In January, Niagara University celebrated the two-year anniversary of its permanent location in Vaughan, Ontario, a collaboration that has strengthened Niagara’s binational presence, given students and alumni a place to call their Niagara University home, and continued the 37-year legacy of Niagara alumni who take on levels of leadership across all professions in Canada.

“Two years ago, Niagara University became a permanent part of the Vaughan community,” said the Rev. James Maher, C.M., Niagara University president. “This partnership enables us to better serve the students who will become Ontario’s future teachers, educational and business leaders, as well as create seamless pathways for students to complete master’s degrees in critical industries of growth regionally and nationally. The continuing collaboration with Mayor Bevilacqua and the City of Vaughan has reinforced our commitment to build and sustain our cross-border community; to support a new generation of compassionate, dedicated, and successful graduates; and to become the premier binational university within the Province of Ontario.”

Initially offering Bachelor of Professional Studies and Master of Science in Educational Leadership programs, course offerings were expanded in fall 2020 with the addition of master’s degree programs in business administration, finance, and information security and digital forensics, areas that align with the opportunities that are available regionally and nationally. 

To provide comprehensive and seamless pathways into these programs, which were established with consent from the Ontario Ministry of Colleges and Universities, partnerships with 10 area colleges were created, enabling students who complete certain degree programs to easily transfer their credits. Niagara is also continuing to expand its reach as, earlier this month, it received approval from the Ontario Ministry of Education to accept international students in the province. 

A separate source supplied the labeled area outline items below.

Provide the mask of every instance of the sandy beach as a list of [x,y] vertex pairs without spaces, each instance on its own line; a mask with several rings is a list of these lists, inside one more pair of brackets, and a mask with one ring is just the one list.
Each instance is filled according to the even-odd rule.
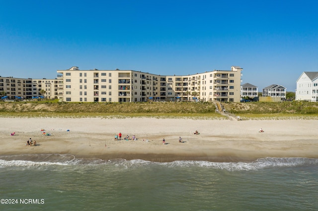
[[[1,155],[72,154],[159,162],[318,158],[317,120],[1,118],[0,122]],[[258,132],[261,128],[264,132]],[[51,135],[43,135],[42,129]],[[195,135],[196,130],[200,134]],[[138,140],[114,140],[120,132]],[[26,146],[30,138],[37,146]]]

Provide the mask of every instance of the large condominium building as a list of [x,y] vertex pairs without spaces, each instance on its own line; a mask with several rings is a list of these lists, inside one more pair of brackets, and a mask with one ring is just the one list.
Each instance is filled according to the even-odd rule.
[[242,98],[248,97],[254,98],[257,97],[258,94],[258,87],[248,83],[243,84],[240,88],[240,95]]
[[213,70],[187,76],[161,76],[134,70],[58,70],[59,98],[71,102],[149,100],[239,102],[241,71]]
[[[23,79],[0,76],[0,94],[7,100],[32,99],[39,97],[57,99],[58,88],[63,89],[62,79]],[[41,90],[45,91],[42,94]],[[62,94],[63,92],[60,94]]]

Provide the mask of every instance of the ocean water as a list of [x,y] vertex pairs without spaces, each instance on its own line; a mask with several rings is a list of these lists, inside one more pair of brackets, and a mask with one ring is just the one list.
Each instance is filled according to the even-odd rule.
[[0,210],[310,211],[318,159],[250,162],[0,156]]

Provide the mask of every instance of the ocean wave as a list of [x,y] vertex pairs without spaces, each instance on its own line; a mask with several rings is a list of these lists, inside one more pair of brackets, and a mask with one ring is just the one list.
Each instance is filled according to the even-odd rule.
[[208,161],[176,160],[158,162],[133,159],[112,159],[103,160],[97,158],[76,158],[72,155],[21,155],[0,156],[0,167],[6,166],[33,166],[43,165],[112,165],[125,168],[151,165],[164,165],[168,167],[199,167],[225,169],[229,171],[257,170],[269,167],[318,165],[318,159],[306,158],[265,158],[252,162],[216,162]]

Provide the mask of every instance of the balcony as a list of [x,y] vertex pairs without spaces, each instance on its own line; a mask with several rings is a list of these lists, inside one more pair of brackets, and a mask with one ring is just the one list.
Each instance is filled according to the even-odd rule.
[[130,86],[118,86],[120,90],[130,90]]
[[214,77],[217,78],[229,78],[228,74],[220,74],[216,73],[214,74]]
[[120,97],[130,97],[130,92],[119,92],[118,96]]
[[228,84],[229,83],[227,80],[215,80],[214,84]]
[[119,79],[118,80],[119,84],[130,84],[130,79]]

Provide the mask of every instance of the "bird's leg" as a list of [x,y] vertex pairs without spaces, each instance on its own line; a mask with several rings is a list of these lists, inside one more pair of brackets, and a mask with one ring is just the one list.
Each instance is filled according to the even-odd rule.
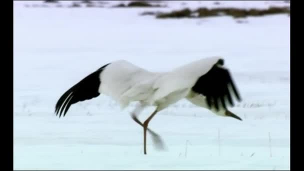
[[152,119],[152,118],[158,112],[158,108],[152,113],[151,116],[148,118],[144,122],[144,154],[146,154],[146,130],[148,130],[148,124],[149,122]]
[[[144,107],[144,106],[142,106],[141,104],[140,104],[139,106],[138,106],[134,111],[131,113],[131,116],[132,119],[134,120],[136,123],[139,124],[140,126],[144,128],[144,124],[140,122],[140,120],[137,118],[137,116],[139,114],[139,113],[142,110]],[[152,136],[152,138],[153,140],[153,142],[154,144],[156,146],[156,147],[158,149],[162,150],[164,148],[164,142],[162,140],[160,136],[157,134],[156,134],[154,132],[151,130],[149,128],[146,128],[147,130],[151,134]]]

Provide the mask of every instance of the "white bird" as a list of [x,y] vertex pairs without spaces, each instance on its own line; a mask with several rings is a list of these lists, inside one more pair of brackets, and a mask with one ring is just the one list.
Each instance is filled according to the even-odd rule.
[[[228,70],[220,57],[204,58],[166,72],[153,72],[124,60],[108,64],[92,73],[66,91],[59,99],[55,112],[64,116],[72,104],[96,98],[100,94],[117,102],[122,109],[132,102],[138,104],[131,113],[132,118],[144,128],[144,154],[146,154],[147,130],[154,142],[163,148],[160,136],[148,128],[160,111],[186,98],[192,104],[210,110],[220,116],[242,119],[229,111],[234,106],[232,94],[240,97]],[[233,92],[233,94],[232,94]],[[146,107],[156,109],[142,123],[137,118]]]

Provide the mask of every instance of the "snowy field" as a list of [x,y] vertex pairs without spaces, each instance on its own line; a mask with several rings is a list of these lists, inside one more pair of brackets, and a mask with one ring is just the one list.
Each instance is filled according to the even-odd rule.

In alignment with its mission, Niagara University’s Vaughan site introduced a speaker series to address critical community issues of social injustice and inequality, offering 15 presentations on a variety of topics. The university also hosted a webinar addressing why women remain dramatically under-represented at the top of corporate Canada and what can be done about it. The event celebrated the launching of the book “The Invisible Rules: What’s really holding women back in business and how to fix it,” authored by Dr. Paul Harrietha, chair of Niagara University in Ontario’s board of advisors, and Dr. Holly Catalfamo, adjunct professor in Niagara’s doctoral program in leadership and policy. It featured a panel of female leaders that included Christine Magee, co-founder and executive chair of Sleep Country Canada; Michelle Banik, corporate director and former chief people officer at OMERS; Zabeen Hirji, executive advisor at Deloitte and former CHRO of Royal Bank; and Diana Isaac, partner at Shulman and Partners, LLP.

Niagara’s location on the No. 13-Toronto Purchase Treaty Lands, the Territory of the Mississaugas of the Credit First Nation, and Traditional Territory of the Huron-Wendat and Haudenosaunee has presented opportunities to collaborate with its Indigenous neighbors to host events like the Ontario Indigenous Education Series, six virtual workshops for educators presented through a variety of Indigenous voices. 

Niagara’s influence in the Ontario region is also strengthened through its partnership with the Vaughan Chamber of Commerce. In addition to co-sponsoring events like the Women to Women Symposium, the university is actively involved with the chamber to provide experiential opportunities for its students, as well as support the local business community.

“An area of focus at Niagara University is to build partnerships and to identify and develop sustainable programs that meet the needs of our community,” said Dr. Vince Rinaldo, vice president, Ontario Administration. “I look forward to continuing to work with the City of Vaughan to develop opportunities that make a positive contribution to the economic development of the city and that positively impact or influence the lives of families in Vaughan.”